Charlottetown MP pushing for changes to foreign home buying ban

Nguyen Tuan, who moved to P.E.I. from Vietnam in October, said he's still keeping an eye on real estate listings, with the hope the federal government will change its new foreign home buying law.  (Steve Bruce/CBC - image credit)
Nguyen Tuan, who moved to P.E.I. from Vietnam in October, said he's still keeping an eye on real estate listings, with the hope the federal government will change its new foreign home buying law. (Steve Bruce/CBC - image credit)
Steve Bruce/CBC
Steve Bruce/CBC

Charlottetown's Liberal Member of Parliament says he plans to push his government to "tweak" parts of its foreign home buyers' ban.

Sean Casey's comment follows complaints this week from some new immigrants to P.E.I., who told CBC they moved there intending to buy a house and settle on the Island, and that the new rules should not apply to them.

Casey said Thursday he agrees, and that the ban should focus on "foreign ownership of residential properties for an investment purpose."

"No program is perfect. There are bound to be unintended consequences," said Casey.

"I feel very badly for people in that situation. I think that the policy had the right intentions.
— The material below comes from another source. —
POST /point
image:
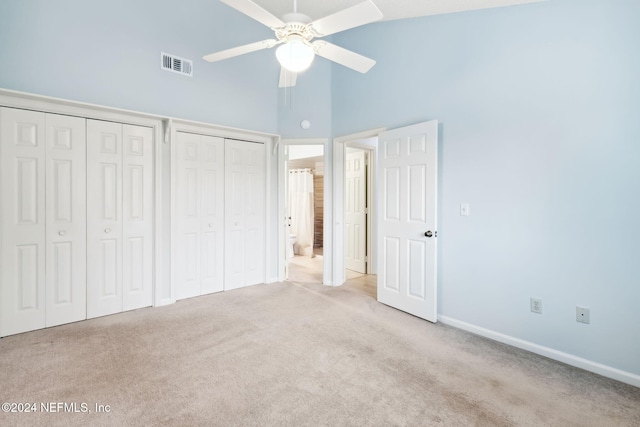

But there will always be cases where the policy has impacts on someone that isn't fair."

Under the new federal rules brought in Jan. 1 — aimed at cooling Canada's housing market — most people who aren't Canadian citizens or permanent residents are banned from buying or building houses for the next two years.

There are some exemptions to the ban, including immigrants with work permits, who have filed income tax returns in Canada three of the last four years.

'We were shocked'

But the ban still applies to recent immigrants like Nguyen Tuan, who moved from Vietnam to P.E.I. with his wife and two children in October.

Tuan has a work permit through P.E.I.'s Provincial Nominee Program, and has been searching for a house to buy in the Charlottetown area.

Steve Bruce/CBC
Steve Bruce/CBC

"We just heard about the ban one week before the new law came in. Our Vietnamese community group updated us. We were shocked," said Tuan.

"A lot of us had been planning to buy. You come here, you buy a house in order to have a stable life."

Tuan and his family are renting a two-bedroom house for $2,000 month. He said while that is not ideal, it is all they could find in Charlottetown's tight rental market.

"We have to wait, and hope government changes the law to support the newcomers with work permits," he said. "We came here to [start a business], and for my children to grow up here and be Canadian as well."

Steve Bruce/CBC
Steve Bruce/CBC

Casey said he's already suggested to Ahmed Hussen, the federal housing minister, that immigrants should be allowed to build their own houses.

"I also think that the restrictions around people with work permits having to have filed income tax returns for three of the last four years is one that's causing a problem here, that the federal minister needs to know about," he said.

"This is something having an impact on P.E.I. It'll be certainly be something I'll be raising with the prime minister, cabinet ministers and my colleagues." He noted the Liberal caucus meets later this month.

CBC requested an interview with Hussen this week. A spokesperson in his office instead issued a statement, reiterating the intent of the new federal rules.

"The purpose of this temporary prohibition is to ensure housing is used to house Canadians, instead of being used as speculative investments by foreign investors," the statement said.